Program synthesis is a special form of automatic programming that is most often paired with a technique for formal verification. The goal is to construct automatically a program that provably satisfies a given high-level specification. In contrast to other automatic programming techniques, the specifications are usually non-algorithmic statements of an appropriate logical calculus.

The idea originated in the 1960s with the aim of using techniques from artificial intelligence to build an automatic programmer, exploiting deep connections between mathematics and the theory of programming. Lack of early success meant that the mathematical approach soon fell out of favour, and lack of immediate success with other techniques led to a drop in enthusiasm for AI in general (the AI winter of the 1970s). Although some researchers still work on formal approaches, more success has been obtained by combining pure deductive techniques with powerful heuristics, and limiting their application to specific domains.

Some feel that the concept of automated program generation often results in poor "factoring" of information. Known redundancy should be factored out, not introduced, it is said. However, sometimes specific programming languages are limited such that one has to introduce repetition of a concept or pattern in order to keep using the same language. Here is a simplified illustration of factoring:

Poor factoring: x = a + a + a + a + a

Good factoring: x = a × 5

Program generation tends to focus on automating the repetition seen in the first example, when a better approach could be to find a higher-order abstraction, which is multiplication in this case. Other examples include putting parameters into a file or database instead of inside application code.

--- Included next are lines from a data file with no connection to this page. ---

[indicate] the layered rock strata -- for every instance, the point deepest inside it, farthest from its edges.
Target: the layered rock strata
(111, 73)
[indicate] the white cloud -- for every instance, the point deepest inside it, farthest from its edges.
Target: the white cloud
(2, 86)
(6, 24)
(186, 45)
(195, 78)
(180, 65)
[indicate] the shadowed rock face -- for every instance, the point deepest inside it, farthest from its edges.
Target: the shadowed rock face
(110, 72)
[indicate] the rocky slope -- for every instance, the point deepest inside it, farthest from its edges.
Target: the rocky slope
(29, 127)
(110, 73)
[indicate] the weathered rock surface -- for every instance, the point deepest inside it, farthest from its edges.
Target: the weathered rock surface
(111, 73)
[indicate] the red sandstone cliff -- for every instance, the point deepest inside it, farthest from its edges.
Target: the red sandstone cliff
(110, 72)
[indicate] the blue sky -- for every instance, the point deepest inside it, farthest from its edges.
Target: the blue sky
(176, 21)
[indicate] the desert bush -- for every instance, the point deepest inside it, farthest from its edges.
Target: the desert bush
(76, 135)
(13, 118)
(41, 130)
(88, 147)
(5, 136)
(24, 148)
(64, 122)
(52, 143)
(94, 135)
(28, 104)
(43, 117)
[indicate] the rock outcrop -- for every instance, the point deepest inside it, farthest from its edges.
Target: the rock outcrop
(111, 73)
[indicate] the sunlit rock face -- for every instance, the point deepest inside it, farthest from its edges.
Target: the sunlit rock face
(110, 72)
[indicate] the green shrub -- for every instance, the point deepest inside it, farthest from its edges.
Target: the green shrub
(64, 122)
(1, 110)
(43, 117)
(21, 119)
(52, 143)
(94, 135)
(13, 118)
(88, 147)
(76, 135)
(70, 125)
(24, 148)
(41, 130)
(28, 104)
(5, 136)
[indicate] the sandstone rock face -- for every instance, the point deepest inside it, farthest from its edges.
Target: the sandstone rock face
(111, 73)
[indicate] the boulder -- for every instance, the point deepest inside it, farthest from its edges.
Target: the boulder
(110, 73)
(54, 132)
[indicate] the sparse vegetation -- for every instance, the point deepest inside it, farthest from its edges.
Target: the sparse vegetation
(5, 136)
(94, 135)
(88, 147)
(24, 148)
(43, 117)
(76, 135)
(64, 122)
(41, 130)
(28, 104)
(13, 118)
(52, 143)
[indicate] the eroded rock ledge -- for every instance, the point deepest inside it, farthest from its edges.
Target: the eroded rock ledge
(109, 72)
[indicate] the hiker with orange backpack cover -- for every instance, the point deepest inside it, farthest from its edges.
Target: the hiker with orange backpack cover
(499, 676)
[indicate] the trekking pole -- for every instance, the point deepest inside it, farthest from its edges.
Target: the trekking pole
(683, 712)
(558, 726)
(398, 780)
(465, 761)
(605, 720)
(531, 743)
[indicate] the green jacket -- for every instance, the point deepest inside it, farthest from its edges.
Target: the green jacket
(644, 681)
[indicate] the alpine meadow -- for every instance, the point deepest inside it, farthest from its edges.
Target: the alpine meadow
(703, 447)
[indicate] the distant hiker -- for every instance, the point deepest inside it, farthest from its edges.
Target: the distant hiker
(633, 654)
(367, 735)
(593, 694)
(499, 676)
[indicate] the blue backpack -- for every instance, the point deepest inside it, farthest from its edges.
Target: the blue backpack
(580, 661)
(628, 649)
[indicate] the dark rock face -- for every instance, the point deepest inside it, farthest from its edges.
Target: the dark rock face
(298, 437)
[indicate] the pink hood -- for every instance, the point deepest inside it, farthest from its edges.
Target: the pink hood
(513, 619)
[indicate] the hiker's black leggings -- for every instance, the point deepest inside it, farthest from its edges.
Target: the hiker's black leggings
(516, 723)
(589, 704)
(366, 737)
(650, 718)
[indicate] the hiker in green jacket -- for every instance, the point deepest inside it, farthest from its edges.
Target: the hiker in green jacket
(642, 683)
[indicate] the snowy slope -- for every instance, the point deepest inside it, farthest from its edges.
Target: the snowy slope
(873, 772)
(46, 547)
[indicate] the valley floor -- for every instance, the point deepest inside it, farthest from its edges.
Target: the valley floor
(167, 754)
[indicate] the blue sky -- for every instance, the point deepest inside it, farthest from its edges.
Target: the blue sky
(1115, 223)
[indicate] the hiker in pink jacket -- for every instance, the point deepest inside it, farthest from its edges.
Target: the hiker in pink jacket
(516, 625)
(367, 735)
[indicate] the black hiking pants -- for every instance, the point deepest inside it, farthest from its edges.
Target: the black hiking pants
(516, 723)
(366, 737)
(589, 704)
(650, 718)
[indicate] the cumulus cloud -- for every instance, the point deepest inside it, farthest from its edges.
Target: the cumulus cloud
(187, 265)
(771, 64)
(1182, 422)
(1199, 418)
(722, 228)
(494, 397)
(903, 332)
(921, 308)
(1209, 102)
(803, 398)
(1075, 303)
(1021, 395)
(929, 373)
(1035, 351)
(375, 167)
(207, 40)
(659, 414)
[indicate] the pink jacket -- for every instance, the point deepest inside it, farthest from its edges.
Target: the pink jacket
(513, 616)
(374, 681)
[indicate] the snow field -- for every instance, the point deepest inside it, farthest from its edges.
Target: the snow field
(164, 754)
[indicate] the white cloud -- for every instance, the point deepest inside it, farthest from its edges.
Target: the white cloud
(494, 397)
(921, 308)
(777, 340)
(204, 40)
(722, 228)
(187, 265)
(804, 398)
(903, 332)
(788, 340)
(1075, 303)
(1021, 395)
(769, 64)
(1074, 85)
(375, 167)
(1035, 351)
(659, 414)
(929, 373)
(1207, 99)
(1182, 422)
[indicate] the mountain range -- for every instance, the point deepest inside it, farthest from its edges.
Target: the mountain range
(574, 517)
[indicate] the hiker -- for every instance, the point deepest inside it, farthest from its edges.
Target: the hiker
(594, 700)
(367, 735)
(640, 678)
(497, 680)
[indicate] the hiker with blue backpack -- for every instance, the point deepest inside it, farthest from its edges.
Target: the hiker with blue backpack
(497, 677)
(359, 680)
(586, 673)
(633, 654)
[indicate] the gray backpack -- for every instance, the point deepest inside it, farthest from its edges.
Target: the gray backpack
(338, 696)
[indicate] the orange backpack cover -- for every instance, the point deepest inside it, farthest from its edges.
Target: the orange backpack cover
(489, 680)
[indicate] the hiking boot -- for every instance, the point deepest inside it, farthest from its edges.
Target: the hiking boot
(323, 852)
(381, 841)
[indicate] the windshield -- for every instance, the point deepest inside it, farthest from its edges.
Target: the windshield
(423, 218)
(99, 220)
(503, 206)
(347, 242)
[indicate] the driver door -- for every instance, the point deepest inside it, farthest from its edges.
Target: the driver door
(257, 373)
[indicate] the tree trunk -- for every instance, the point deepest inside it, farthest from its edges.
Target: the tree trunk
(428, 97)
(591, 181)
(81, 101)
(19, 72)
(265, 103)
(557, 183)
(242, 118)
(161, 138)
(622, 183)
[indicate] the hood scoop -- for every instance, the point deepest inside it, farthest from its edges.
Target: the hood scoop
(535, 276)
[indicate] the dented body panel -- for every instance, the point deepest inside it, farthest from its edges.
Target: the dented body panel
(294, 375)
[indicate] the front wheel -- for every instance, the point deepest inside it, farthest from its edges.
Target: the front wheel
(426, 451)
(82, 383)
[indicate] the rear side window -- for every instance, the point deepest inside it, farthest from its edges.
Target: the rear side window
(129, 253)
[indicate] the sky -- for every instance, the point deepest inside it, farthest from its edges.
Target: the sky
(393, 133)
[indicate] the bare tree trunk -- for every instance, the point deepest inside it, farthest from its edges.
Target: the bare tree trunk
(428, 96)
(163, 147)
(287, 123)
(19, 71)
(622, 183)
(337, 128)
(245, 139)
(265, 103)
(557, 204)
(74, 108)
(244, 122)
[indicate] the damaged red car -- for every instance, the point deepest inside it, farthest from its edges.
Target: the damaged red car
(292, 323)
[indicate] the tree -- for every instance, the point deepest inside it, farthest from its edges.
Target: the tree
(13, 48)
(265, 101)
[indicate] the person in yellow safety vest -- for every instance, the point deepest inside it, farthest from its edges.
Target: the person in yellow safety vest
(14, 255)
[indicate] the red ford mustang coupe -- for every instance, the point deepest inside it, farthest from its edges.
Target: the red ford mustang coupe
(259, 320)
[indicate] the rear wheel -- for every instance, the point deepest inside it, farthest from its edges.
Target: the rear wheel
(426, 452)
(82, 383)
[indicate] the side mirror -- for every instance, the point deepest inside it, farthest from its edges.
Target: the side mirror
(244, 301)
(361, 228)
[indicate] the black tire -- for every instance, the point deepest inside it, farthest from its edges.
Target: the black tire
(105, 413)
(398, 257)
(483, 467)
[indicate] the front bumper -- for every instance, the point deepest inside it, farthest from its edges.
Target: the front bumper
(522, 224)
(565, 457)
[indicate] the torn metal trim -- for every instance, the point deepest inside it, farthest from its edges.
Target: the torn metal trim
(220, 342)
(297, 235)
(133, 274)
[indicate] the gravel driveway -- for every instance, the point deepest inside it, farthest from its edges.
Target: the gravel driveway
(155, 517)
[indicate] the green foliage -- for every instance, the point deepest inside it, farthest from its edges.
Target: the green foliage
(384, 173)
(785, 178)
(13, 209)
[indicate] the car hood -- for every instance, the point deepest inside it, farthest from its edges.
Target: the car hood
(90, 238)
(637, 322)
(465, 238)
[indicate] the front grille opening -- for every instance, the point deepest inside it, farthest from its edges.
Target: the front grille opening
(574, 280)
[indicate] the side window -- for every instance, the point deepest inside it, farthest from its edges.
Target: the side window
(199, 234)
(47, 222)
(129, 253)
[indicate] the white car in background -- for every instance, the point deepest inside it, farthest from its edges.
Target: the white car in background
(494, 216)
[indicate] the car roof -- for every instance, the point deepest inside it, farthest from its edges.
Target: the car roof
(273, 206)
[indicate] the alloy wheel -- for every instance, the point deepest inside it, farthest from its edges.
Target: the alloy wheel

The framework of Manna and Waldinger starts from a user-given first-order specification formula. For that formula, a proof is constructed, thereby also synthesizing a functional program from unifying substitutions. Proof rules include non-clausal resolution, logical transformations, splitting of conjunctive assertions and of disjunctive goals, and structural induction. Murray has shown these rules to be complete for first-order logic. In 1986, Manna and Waldinger added generalized E-resolution and paramodulation rules to handle also equality; later, these rules turned out to be incomplete (but nevertheless sound).